3. I met with some leaders from church on Sunday to discuss an occurrence that had upset me in the past. It was a nerve-racking conversation for me, but afterwards I felt much more at peace with things. I was so so grateful for their openness and concern and willingness to let me share my hurts and frustrations, even when what I was saying could have been taken personally by them (although I hoped it wasn't). We were all on fine terms by the time the meeting was over, with much more understanding between us all, and now they've invited me to help with the writing of some upcoming church surveys. I'm so excited...not only to be further involved with the church, but to be involved in an area of great interest to me. Thank you God for this opportunity. :)

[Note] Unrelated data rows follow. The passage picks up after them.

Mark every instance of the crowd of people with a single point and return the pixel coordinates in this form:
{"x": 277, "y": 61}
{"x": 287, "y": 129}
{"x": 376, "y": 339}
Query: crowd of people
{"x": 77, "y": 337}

4. Tonight in Bible study we briefly discussed the five love languages. Words, gifts, actions, time, physical touch. I think I'm words. I tried to figure out what Dave is, and I was struggling. When I came home and asked him, he said he thought he was words right now also. Which totally shocked me, because that was about my last choice. I guess there's always something new to learn in marriage...
5. Krew and I are going to Atlanta this weekend to see a bunch of my family, and I haven't started packing yet. We're leaving on Thursday directly after work I think. Which means I should probably be packing right now instead of writing this post. Which means I may not be able to make it to my life group meeting tomorrow. Which means I may decide to leave Friday early morning instead. We'll see.

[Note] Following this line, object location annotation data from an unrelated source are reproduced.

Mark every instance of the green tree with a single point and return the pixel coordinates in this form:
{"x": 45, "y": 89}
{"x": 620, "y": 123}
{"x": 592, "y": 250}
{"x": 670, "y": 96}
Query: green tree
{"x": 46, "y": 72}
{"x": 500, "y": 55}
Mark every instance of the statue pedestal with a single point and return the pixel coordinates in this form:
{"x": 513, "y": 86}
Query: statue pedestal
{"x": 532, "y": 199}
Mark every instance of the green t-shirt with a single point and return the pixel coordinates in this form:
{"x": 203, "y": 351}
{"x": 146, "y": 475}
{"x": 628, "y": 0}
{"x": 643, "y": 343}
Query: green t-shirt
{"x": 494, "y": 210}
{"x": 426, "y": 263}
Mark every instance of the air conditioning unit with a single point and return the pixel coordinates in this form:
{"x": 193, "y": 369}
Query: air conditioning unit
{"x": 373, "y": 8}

6. I have a ton of photography tutorials I want to watch and read, but I don't know when I'm going to get around to them. I still have about 10 million pictures from our Orlando trip that I need to organize and edit. In fact, I have pictures from way before Orlando that I still need to organize and edit. But I'm really itching to learn some more editing tricks instead. But before that I have to read my life group book...and I want to keep up with this blog...and I'm trying to work out more...speaking of which, I'm trying to cut down on my sugar intake even more and ugh it's no fun...see how my brain works?
7. By the way, it was my birthday last Saturday, on the 14th. I turned 28. If you missed it, don't feel bad. I'm not overly concerned about birthdays. :) But boy oh boy did my hunny give me a good gift this year. It was our trip to SeaWorld and Discovery Cove. He's the best. :)
8. Okay, I think I've written enough of my thoughts out now that my brain is starting to slow down. Maybe now I can go to sleep.